Children receiving residential treatment today have more severe psychopathology than in prior years (Leitchman, 2001). This increase in psychiatric severity means that residential treatment milieu staff are faced with increasingly disruptive and aggressive behaviors (Kruger, Botman, & Goodenow, 1991). Further, staff work long hours (Heron & Chakrabarti, 2002) and receive the lowest pay among any of the mental health workers within the organization (Decker, Bailey, & Westergaard, 2002). All of these factors can combine to create a state known as "burnout."
This study examined a person job fit model of burnout by using both individual-level variables (e.g., the Big Five Inventory, demographics, empathic concern) and a measure of organizational climate (Maslach's Areas of Worklife survey; AWLS) to predict scores on the Maslach Burnout Inventory (MBI) among a group of children's residential treatment center staff in Illinois. Three hundred and seventy five surveys were collected from staff at 21 children's residential treatment centers (RTCs). Information was gathered on demographics, personality traits, empathic concern, communicative responsiveness, organizational context, and burnout. This study first examined the structure of Maslach's AWLS measure using Confirmatory Factor Analysis (CFA; Jöreskog & Sörbom, 1996). A modified measurement model consisting of 5 correlated factors (workload, rewards, community, fairness, and values) provided a good fit for this sample of children's RTC staff. Additionally, path modeling found that staff ratings of their perceptions of workload match was the strongest predictor of emotional exhaustion and depersonalization, while perceptions of community, fairness, and values were the strongest predictors of personal accomplishment.
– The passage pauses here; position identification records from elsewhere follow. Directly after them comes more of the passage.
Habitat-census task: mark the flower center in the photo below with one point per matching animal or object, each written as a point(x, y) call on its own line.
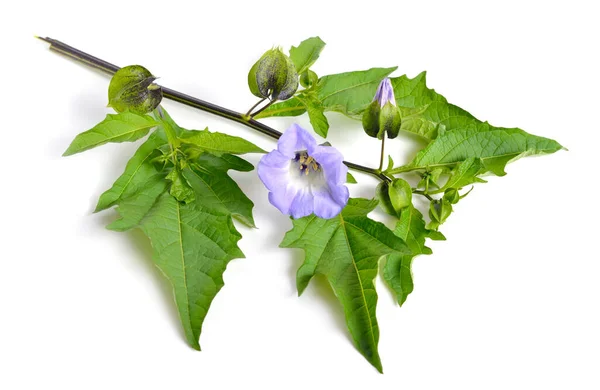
point(306, 163)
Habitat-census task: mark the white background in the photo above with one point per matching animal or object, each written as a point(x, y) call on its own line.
point(510, 300)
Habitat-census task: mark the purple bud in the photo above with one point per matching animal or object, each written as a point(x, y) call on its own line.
point(385, 93)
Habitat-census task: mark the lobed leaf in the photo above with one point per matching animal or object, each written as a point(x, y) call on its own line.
point(138, 172)
point(306, 54)
point(123, 127)
point(494, 146)
point(397, 269)
point(218, 143)
point(346, 250)
point(192, 246)
point(208, 177)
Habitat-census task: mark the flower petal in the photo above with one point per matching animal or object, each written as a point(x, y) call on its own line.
point(332, 162)
point(385, 92)
point(274, 170)
point(303, 204)
point(295, 138)
point(325, 206)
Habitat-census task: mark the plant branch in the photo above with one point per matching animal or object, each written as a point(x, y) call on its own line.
point(382, 150)
point(191, 101)
point(425, 194)
point(254, 106)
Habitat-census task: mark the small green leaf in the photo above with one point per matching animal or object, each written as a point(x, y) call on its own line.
point(317, 118)
point(307, 52)
point(400, 194)
point(123, 127)
point(308, 79)
point(351, 92)
point(135, 207)
point(348, 93)
point(439, 211)
point(390, 163)
point(218, 143)
point(350, 179)
point(346, 249)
Then, a multi-level modeling strategy was employed to investigate if organizational context (AWLS scales, training, and job satisfaction) predicted burnout when controlling for individual characteristics (age, neuroticism, extraversion, empathic concern, and communicative responsiveness). Results indicated workload, community, fairness, values, job satisfaction, age, empathic concern, communicative responsiveness, neuroticism, and extraversion predicted burnout on the MBI. Further, specific person job fit interactions were tested examining the relationship between individual characteristics and work environment (e.g., AWLS) on burnout; however, no significant interactions were found across the analyses. The results are discussed in terms of the implications for personnel hiring and preventing and reducing staff burnout during employment.